Navy SEAL Means Never Quit
It is no secret that SEAL training involves extremely difficult tests that exert outstanding amounts of pressure on the candidates on a physical, psychological, and emotional level. Maintaining perseverance, resilience, and fortitude in the face of these adverse situations, as McRaven says, is the common attribute instructors keep citing as the defining factor of success over failure. These principles are, in part, what enabled historical figures like James Stockdale or Victor Frankl to survive the worst conditions imaginable as prisoners of war. (Stockdale was a prisoner of war in Vietnam for more than seven years, and Frankl was a prisoner in four different Nazi concentration camps for more than three years.)
Frankl, a psychiatrist best known for developing logotherapy and recounting his dreadful experiences as a prisoner of the Nazis in his bestselling memoir Man’s Search for Meaning, reflected in the book these same principles for success that SEAL instructors refer to. He cited the choice of attitude as a non-negotiable component to generate hope, and ultimately success, no matter how harsh the circumstances might be.

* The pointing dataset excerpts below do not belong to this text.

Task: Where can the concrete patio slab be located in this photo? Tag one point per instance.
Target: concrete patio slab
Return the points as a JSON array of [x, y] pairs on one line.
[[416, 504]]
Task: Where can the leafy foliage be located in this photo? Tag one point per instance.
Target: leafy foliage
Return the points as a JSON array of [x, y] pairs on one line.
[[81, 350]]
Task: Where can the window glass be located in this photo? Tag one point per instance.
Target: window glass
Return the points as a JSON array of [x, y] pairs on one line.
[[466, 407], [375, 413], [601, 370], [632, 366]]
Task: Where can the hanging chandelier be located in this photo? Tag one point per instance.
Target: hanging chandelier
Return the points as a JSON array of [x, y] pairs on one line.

“If […] one cannot change a situation that causes his suffering, he can still choose his attitude.”
Frankl was no SEAL instructor, but his teachings about survival in Nazi concentration camps can be equally applied to a process as challenging as SEAL training. In Man’s Search for Meaning, he provides an additional element that he found necessary to prevail over adversity: a clear, definitive future goal; a light at the end of the tunnel.
“Any attempt to restore a man’s inner strength in the camp had first to succeed in showing him some future goal. Nietzsche’s words, ‘He who has a why to live for can bear with almost any how,’ could be the guiding motto for all psychotherapeutic and psychohygienic efforts regarding prisoners.”

This future goal is the same for all SEAL candidates: to receive the U.S. Navy SEAL Trident that signals they have successfully undergone training and that they will be assigned to a SEAL Team or SEAL Delivery Vehicle Team.
The key question seems to be why is SEAL training so mentally challenging if all of the candidates know that there is an end, a future goal, just like the one Frankl talks about.
The answer, in a radical simplification, seems to have to do with the fact that SEAL training pushes candidates to their limits. It makes them see quitting as the path to get rid of the tremendous stress and suffering. That is why so few candidates complete the training. And that is why the key — as instructors themselves emphasize — is as simple, and at the same time as complex, as being a team player and not quitting.